Most significant of all the women in my grandfather's life was his youngest sister, Helen* who was his only rival in terms of intelligence and worldly success in the underground economy. Her story has become legend to many in my city. I want to spend some time looking at us  to attempt to find the narrative of this extraordinary story that I have inherited. It's not a need to "make sense of things" or "seeking closure". This is strictly an exercise in recording a rich history, one that happens to be my own personal history and that of my family's. 

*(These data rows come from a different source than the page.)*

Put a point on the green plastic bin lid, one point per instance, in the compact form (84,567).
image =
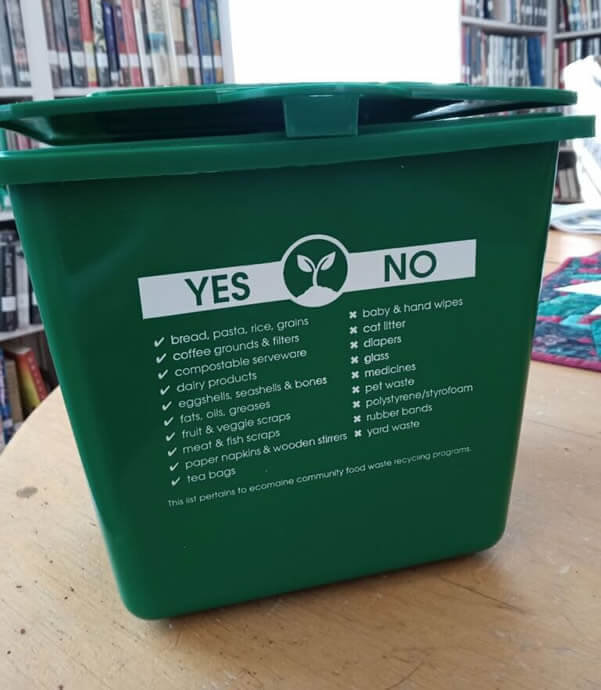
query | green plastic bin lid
(298,110)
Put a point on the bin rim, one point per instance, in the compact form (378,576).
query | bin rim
(275,150)
(299,109)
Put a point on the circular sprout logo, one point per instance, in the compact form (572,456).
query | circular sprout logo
(315,270)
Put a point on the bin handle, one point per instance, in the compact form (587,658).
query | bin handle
(321,115)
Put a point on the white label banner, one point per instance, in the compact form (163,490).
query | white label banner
(236,286)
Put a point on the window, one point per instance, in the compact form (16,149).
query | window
(345,40)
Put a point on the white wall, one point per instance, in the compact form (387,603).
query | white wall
(345,40)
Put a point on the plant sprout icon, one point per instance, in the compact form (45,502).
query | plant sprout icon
(305,264)
(316,295)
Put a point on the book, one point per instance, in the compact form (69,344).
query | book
(102,61)
(13,393)
(5,410)
(215,41)
(22,287)
(111,41)
(131,43)
(62,44)
(31,384)
(176,42)
(87,35)
(51,41)
(17,40)
(75,42)
(124,73)
(204,41)
(7,75)
(34,311)
(157,35)
(142,41)
(8,293)
(192,59)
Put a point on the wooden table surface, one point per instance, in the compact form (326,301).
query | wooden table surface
(525,614)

It is a history whose backdrop is the streets of segregated Indiana Avenue from the 1920s to beginning of 21st century. The tale is peopled with characters of all types from John Dillenger to Al Capone. My family were among the aristocrats of the criminal underworld who practiced their highly specialized craft by imbuing it with a flair and artistry and more importantly a dependability based upon reputation that earned a respect and raised the craft's success and profile. (A cheat cannot last long as a professional gambler; welsch on one bet and the word will be put out that you are a dishonest cheat who reneges. Word On the Street is lightning fast; it is the judge and jury of the ghetto whose sentence can determine one's success or failure in the underground economy.)

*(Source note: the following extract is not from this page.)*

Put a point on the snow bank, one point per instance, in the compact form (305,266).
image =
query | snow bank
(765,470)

The Numbers, the illegal lottery, along with the legitimate businesses run by my grandfather and his sister Helen serviced the community and employed the citizens as well. Restaurants, juke joints, gambling, pawn and hock services, street loans, bootlegging and even prostitution in the very early days....


This blog is the first time I have recorded these stories which are so familiar  to me and precious. But the stories are also quite mysterious for there are many unanswered questions and the most significant players who could provide answers chose to die in silence despite repeated efforts to dissuade them. Many, many times I went to my grandfather, grandmother and great aunt to beg answers, to plead for explanation. Sometimes they answered and sometimes not. This is my first time committing this secret history to record. 

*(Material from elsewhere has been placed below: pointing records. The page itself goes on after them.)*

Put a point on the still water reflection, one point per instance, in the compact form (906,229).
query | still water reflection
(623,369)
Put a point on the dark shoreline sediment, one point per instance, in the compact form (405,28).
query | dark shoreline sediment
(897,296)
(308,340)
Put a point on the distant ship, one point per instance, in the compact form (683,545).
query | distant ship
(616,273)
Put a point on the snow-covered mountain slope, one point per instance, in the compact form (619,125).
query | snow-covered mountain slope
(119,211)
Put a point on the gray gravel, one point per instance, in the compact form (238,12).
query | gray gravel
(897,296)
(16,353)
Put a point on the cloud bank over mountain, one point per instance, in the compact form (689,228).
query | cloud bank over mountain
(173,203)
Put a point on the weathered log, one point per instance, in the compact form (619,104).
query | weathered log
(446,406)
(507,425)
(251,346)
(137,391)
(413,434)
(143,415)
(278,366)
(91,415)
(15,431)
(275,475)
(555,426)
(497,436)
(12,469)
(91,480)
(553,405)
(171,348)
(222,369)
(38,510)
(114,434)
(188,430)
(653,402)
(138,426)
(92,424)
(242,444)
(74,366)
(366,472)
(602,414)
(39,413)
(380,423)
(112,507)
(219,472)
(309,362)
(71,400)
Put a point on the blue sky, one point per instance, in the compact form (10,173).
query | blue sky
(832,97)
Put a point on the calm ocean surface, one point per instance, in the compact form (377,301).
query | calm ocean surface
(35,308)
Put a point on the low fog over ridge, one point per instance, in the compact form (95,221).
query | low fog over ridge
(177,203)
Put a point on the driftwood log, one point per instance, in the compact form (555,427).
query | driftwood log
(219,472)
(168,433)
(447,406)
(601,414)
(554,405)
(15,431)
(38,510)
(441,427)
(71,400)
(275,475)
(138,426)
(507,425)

Of course it can be difficult to achieve secrecy about matters which involve and depend upon the citizens of one's own community. However there are elements of the story that have been accepted as truth which are closer to myth. Claude and Helen were savvy PR wizards and decades ahead of their time in terms of understanding that controlling the narrative is a non-negotiable power principle. Yet it must be exercised with care, without ostentation, and in secret as much as possible.   I am faced with the task of separating fact from well constructed fiction which is still much easier than trying to conjure the unknown which is a barrier that I face everytime I think on these matters. All matters that have received legal or moral censure and prohibition carry a requirement for secrecy; prohibition by way of hypocrisy demands that double standards and hidden motive function. 

I am engaged in the task of first recording the story as I know it...and unravelling the serpentine coils along the way. My history and that of my family are also the history of the 20th century in this city. Themes are woven thick and inextricably throughout: race, class, gender, labor, politics et cetera. Yet one cannot be distracted by too much academic rhetoric or one risks missing a riveting human drama. So many of those characters (they come across in my mind so vividly like characters as I write) are gone. With this narrative they come to life again.

~

"Under a king, a country is really ruled by women."